Déchirer les bandelettes

Conversation avec Joost Pauwaert

 

À un jet de pierre de la ville de Gand se trouve un endroit secret, protégé par des arbres séculaires et des voies d’eau qui s’entrecroisent. Des épiciers fortunés y firent construire, au tournant du siècle passé, de somptueuses demeures où ils s’offraient du bon temps avec leur maîtresse durant les week-ends. C’est dans l’un de ces manoirs de plaisance que se trouve l’atelier de Joost Pauwaert.

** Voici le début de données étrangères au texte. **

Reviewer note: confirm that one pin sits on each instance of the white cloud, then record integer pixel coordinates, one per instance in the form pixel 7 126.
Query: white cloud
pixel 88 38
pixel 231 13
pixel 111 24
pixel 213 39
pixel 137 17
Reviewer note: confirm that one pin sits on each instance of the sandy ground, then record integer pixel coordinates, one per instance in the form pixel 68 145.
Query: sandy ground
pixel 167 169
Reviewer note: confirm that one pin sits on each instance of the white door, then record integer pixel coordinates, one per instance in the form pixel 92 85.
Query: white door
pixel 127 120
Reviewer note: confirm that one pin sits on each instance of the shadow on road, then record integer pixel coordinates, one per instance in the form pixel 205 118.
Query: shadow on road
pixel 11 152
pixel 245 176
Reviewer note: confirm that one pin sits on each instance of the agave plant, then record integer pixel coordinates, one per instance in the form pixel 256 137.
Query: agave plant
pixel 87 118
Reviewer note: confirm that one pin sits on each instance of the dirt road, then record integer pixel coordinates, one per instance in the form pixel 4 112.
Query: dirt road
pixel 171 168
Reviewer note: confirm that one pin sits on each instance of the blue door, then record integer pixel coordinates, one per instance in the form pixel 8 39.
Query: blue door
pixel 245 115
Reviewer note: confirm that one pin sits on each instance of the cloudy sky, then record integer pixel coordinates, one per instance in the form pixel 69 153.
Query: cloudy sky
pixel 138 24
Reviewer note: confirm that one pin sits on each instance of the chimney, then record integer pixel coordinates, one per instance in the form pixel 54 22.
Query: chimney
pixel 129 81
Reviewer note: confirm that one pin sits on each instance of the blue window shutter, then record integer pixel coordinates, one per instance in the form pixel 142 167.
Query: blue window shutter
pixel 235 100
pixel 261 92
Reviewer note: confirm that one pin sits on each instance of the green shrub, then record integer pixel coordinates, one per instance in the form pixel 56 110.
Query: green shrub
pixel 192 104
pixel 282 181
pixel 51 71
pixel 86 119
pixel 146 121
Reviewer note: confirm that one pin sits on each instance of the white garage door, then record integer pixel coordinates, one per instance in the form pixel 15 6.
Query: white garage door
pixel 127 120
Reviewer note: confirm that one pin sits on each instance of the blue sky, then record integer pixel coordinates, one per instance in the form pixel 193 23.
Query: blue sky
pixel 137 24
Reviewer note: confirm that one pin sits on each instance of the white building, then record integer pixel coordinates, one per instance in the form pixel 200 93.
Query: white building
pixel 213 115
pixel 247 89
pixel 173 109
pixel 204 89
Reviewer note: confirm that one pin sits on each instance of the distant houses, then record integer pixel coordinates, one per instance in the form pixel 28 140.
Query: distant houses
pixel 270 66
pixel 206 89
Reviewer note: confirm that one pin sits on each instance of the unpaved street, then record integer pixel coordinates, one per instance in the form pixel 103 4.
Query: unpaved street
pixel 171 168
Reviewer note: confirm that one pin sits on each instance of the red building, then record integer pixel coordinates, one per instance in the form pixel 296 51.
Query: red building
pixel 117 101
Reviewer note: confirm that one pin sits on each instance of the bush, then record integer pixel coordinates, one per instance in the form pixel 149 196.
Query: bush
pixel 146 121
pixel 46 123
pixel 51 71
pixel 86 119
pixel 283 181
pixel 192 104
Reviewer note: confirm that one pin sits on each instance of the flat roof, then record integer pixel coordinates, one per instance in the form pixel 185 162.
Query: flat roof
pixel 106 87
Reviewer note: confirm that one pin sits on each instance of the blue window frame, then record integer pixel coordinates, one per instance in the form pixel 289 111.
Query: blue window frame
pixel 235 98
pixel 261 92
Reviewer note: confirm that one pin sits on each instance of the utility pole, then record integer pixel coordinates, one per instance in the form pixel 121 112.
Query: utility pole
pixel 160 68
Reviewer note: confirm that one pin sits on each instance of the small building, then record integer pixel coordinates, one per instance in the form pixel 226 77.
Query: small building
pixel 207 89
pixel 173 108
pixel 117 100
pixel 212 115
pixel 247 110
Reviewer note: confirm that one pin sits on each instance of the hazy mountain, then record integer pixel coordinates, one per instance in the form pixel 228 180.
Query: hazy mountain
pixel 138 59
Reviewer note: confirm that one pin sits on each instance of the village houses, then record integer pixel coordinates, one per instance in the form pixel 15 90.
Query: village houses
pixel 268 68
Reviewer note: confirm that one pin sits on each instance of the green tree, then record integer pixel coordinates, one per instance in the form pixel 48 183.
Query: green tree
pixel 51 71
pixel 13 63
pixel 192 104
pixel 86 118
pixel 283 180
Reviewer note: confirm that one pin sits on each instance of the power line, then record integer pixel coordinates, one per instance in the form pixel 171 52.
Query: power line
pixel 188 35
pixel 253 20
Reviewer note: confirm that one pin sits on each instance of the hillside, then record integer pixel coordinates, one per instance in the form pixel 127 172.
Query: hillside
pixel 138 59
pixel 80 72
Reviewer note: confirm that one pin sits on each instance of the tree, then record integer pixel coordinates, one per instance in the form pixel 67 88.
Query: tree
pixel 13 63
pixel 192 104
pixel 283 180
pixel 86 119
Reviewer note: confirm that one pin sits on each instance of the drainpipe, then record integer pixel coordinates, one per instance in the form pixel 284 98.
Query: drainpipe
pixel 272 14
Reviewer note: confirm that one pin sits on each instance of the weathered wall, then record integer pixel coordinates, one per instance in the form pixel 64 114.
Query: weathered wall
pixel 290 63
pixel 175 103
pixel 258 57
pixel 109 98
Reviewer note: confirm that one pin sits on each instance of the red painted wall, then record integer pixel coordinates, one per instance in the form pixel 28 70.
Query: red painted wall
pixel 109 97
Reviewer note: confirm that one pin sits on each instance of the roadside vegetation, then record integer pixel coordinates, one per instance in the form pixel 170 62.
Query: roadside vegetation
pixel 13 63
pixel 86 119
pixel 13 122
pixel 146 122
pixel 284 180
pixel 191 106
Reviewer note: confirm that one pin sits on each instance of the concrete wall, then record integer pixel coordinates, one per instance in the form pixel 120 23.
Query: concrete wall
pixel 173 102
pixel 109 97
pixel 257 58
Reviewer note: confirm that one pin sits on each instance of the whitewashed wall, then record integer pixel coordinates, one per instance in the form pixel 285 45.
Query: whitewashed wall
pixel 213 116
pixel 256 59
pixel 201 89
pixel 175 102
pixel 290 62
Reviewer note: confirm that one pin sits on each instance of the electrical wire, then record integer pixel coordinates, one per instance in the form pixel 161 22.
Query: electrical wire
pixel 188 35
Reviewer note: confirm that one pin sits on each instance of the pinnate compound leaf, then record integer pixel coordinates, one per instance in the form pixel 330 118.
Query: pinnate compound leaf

Tout en cherchant ce qui pouvait servir de sonnette, je découvre, dans le parc alentour – partiellement ombragé par des érables de quinze mètres de haut — une réplique — de près de deux mètres de large — d’une lame dentelée de scie circulaire. Dans la première pièce où je pénètre, je trouve une machine à suicide : une solide construction en bois qui se compose d’une chaise, d’une transmission à pédale et d’une grande hache. Selon toute vraisemblance, une demi-rotation de pédale suffirait au passage à l’acte final, ce qui donne un aspect amusant à la machine. Un peu plus loin, je vois une calèche marathon sans roues : le harnachement en cuir noir brillant, soigneusement lustré par l’ancien propriétaire, a l’air égaré. Puis, je pénètre au cœur de l’atelier, chauffé par un bruyant brûleur au gaz tubulaire.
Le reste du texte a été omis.